I once worked in the IT department of a large Insurance company and the running joke was that if IT were asked to produce an application that simply displayed “Hello World” on the screen, this would take IT at least 6 months to deliver. In general, IT is not typically described as an area of the company that is all that “productive”: Things get delivered that no one can remember having asked for, and they are produced too slowly.
Actually measuring productivity in IT can get complicated. For one, you probably need a function point expert to be able to objectively count the “stuff” that IT produces. Since this is hard and not all that meaningful with regard to the productivity of the labor involved (a function point in a modern CRM system is a lot easier to produce than that same function point on the AS/400) we usually stick with overall indicators such as IT spend/revenue or IT staff/total staff etc.
Metrics you seldom hear being discussed in IT are “work-in-process (WIP)” and “throughput”. And yet, these are highly indicative of IT productivity almost in the same way that they are in a supply chain. High work-in-process means high cost tied up in projects that do not produce benefits, and low throughput means projects take longer than necessary to deliver. If both are true (and they often are because they are related), you have low productivity.
Let me illustrate this with an example derived from real numbers from one of my clients:
The IT department of Example Company has about 65 people in their development group able to produce about 10,000 hours of labor per month. They run roughly 30 projects simultaneously at any given time, partially allocating resources to multiple projects. Each project (on average) is about 4000 hours of effort (EAC). Throughput for Example Company would be 12 months (i.e. on average it will take the IT department 12 months to complete a given project: 10,000/30 = 333 hours of labor per month per project; 4000/333 = 12 months project duration). WIP will likely average around 6 months of labor, assuming projects are in different stages. And 30 projects can be completed in a year (120,000 hours of labor).
If Example Company ran only 10 projects concurrently instead of 30; throughput would be reduced to 4 months (10,000/10 = 1000 hours per project per month; 4000/1000 = 4 months per project). Three times faster delivery!! And WIP would be reduced to roughly 2 months worth of labor (one third!), even though still the same 30 projects would be delivered in the year.

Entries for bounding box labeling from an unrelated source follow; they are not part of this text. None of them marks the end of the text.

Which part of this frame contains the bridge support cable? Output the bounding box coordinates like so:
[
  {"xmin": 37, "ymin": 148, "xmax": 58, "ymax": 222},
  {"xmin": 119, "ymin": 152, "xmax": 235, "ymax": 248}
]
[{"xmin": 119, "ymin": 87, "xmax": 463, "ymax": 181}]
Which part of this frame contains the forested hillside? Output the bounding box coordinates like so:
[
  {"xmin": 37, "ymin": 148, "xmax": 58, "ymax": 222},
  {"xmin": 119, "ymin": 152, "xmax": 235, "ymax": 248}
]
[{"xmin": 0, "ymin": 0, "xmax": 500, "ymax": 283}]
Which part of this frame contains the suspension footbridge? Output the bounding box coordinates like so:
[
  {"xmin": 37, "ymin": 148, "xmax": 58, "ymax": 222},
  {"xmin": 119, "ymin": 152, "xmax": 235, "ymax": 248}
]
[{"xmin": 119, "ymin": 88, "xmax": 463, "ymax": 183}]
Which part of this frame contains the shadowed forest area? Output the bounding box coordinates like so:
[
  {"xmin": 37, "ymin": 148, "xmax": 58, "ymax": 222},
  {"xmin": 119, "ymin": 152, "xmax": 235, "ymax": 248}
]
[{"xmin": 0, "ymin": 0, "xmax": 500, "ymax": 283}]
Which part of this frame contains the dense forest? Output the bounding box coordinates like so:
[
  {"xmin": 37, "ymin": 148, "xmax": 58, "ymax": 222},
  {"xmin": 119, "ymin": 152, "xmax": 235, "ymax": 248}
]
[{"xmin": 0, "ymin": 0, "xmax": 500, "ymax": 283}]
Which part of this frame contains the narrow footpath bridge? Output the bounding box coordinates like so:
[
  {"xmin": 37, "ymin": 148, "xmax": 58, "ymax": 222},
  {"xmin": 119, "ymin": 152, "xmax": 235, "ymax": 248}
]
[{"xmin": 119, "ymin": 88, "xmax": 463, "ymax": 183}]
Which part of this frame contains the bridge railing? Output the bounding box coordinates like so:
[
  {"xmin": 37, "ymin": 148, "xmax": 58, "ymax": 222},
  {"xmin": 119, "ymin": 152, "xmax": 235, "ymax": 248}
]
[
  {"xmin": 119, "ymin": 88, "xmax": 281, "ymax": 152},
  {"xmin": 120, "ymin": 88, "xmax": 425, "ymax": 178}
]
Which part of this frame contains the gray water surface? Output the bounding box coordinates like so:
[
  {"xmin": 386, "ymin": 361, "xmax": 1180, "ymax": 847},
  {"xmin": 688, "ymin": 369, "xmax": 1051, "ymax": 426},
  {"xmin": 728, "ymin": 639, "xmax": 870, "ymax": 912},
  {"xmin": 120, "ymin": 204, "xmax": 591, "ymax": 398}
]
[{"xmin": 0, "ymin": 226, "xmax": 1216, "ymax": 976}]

In both cases 30 projects are delivered in the year. However, the total cost in the second case is dramatically lower, since less capital is tied up in WIP. And benefits are greater, since 8 month of productive use can be gained for each project put in production. So, the IT department is made a lot more productive simply by reducing the number of projects they work on at a given time. Interestingly, if Example Company actually did this, it would likely see that individual productivity would go up as well and not 30 but 31 or 32 projects can now be done, because of dramatic reductions in project overhead and task switching embedded in the multiple project model.
For those of you who think this is not something encountered in real IT departments, I would suggest that indeed this is something that applies to most IT departments. So, for CIO’s out there who run a classic job-shop: check how many projects you have going on, how much WIP, and see what happens to productivity if you cut the number of active projects in half.
One final thought: Reflect on this for a moment and you’ll realize that this is the essence of Agile Transformation. Forget Scrum, Stand-up meetings, Sprints, Burn-down charts, Backlogs, etc. etc. These are all mechanisms to improve throughput and reduce WIP and hence improve IT productivity.